De teelt van grondstoffen die worden gebruikt voor de productie van in de EU verbruikte biobrandstoffen kan leiden tot negatieve gevolgen voor het milieu die specifiek voor de locatie zijn en afhangen van de toegepaste landbouwpraktijken 37 . De meeste lidstaten wijzen in hun voortgangsverslagen op een beperkte teelt van grondstoffen die worden gebruikt voor de productie van biobrandstoffen in vergelijking met de totale landbouwactiviteiten, en zijn daarom van mening dat de daarmee samenhangende milieueffecten onbeduidend zijn. Verschillende lidstaten wijzen erop dat de gehele landbouwproductie met betrekking tot de milieueffecten wordt gereguleerd en dat daarom niet meer effecten kunnen worden verwacht door de productie van biobrandstoffen dan door andere gewassen 38 . Een gedetailleerde beoordeling van de milieueffecten van de productie van in de EU verbruikte biobrandstoffen is opgenomen in een externe studie 39 . De Commissie heeft onlangs ook een uitgebreid verslag gepubliceerd met de meest recente beschikbare gegevens over en een beoordeling van de stand van zaken met betrekking tot de uitbreiding van de productie van voedsel- en voedergewassen wereldwijd 40 .

Het EU-duurzaamheidskader voor bio-energie is versterkt in het kader van de herschikte richtlijn hernieuwbare energie. In het bijzonder voorziet de richtlijn in nationale plafonds, die geleidelijk zullen dalen tot nul in 2030, voor uit voedsel- en voedergewassen geproduceerde biobrandstoffen, vloeibare biomassa en biomassabrandstoffen met een hoog ILUC-risico waarvoor een aanzienlijke uitbreiding van het productiegebied naar land met grote koolstofvoorraden is waargenomen. Deze plafonds hebben een invloed op de hoeveelheid van deze brandstoffen die in aanmerking kan worden genomen bij de berekening van het totale aandeel van hernieuwbare energie en het aandeel van hernieuwbare energie in de transportsector.
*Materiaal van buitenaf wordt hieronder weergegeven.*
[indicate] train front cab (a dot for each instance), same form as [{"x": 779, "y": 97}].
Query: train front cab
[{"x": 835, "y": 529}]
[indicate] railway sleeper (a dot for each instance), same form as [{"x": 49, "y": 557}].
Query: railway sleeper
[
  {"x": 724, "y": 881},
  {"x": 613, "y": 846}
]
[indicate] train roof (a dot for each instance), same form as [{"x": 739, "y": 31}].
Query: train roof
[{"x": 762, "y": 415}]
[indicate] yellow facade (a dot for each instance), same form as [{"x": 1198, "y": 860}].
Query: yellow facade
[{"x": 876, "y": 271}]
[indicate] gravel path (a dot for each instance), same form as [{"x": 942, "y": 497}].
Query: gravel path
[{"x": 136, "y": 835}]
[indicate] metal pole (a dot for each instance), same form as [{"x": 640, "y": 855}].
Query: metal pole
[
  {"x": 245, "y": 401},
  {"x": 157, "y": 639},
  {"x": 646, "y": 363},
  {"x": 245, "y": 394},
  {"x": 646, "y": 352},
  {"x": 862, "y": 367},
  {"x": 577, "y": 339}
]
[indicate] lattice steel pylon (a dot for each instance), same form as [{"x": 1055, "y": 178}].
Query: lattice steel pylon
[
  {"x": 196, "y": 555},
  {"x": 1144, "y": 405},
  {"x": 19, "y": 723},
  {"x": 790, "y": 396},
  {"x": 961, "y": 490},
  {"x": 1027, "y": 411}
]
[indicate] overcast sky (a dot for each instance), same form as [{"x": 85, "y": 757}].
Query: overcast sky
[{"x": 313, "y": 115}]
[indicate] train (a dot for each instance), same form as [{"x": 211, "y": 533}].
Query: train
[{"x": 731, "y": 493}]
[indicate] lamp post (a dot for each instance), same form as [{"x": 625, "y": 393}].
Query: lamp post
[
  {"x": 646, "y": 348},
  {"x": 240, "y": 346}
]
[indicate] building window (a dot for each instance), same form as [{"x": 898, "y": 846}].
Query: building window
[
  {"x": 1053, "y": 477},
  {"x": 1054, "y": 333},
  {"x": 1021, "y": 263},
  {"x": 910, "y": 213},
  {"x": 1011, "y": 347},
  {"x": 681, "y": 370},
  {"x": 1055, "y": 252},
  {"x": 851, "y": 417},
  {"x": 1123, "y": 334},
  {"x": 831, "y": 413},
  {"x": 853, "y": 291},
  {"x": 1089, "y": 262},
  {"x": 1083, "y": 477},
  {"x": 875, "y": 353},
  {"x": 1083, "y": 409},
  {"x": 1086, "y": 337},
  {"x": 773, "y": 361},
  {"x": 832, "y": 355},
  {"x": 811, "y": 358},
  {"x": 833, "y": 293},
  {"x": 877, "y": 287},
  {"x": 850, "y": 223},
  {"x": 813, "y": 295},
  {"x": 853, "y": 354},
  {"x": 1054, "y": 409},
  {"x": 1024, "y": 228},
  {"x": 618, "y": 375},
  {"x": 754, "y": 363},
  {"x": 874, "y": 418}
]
De richtlijn maakt het echter mogelijk om biobrandstoffen, vloeibare biomassa en biomassabrandstoffen die voor een laag ILUC-risico zijn gecertificeerd, van de nationale maxima vrij te stellen. 

Ter uitvoering van deze aanpak heeft de Commissie op 13 maart 2019 een gedelegeerde handeling vastgesteld met betrekking tot biobrandstoffen met een hoog en laag ILUC-risico 41 die ter toetsing aan de Raad en het Europees Parlement is voorgelegd. In het algemeen heeft de EU besloten zich in de toekomst te concentreren op de bevordering van geavanceerde biobrandstoffen en andere koolstofarme brandstoffen, zoals hernieuwbare elektriciteit en hernieuwbare vloeibare en gasvormige transportbrandstoffen van niet-biologische oorsprong. Geavanceerde biobrandstoffen hebben momenteel slechts een zeer klein marktaandeel, maar er is een aanzienlijk potentieel voor schaalvergroting. De Commissie zal de ontwikkeling van geavanceerde biobrandstoffen blijven bevorderen, onder meer door onderzoek te doen naar bronnen voor mogelijke nieuwe grondstoffen. Hoewel er in dit stadium niet voldoende wetenschappelijk bewijsmateriaal beschikbaar is om een uitbreiding van de grondstoffenbasis voor geavanceerde biobrandstoffen van bijlage IX van REDII te rechtvaardigen, zal de Commissie blijven nagaan of in de toekomst aanvullende grondstoffen kunnen worden gebruikt voor de productie van geavanceerde biobrandstoffen 42 .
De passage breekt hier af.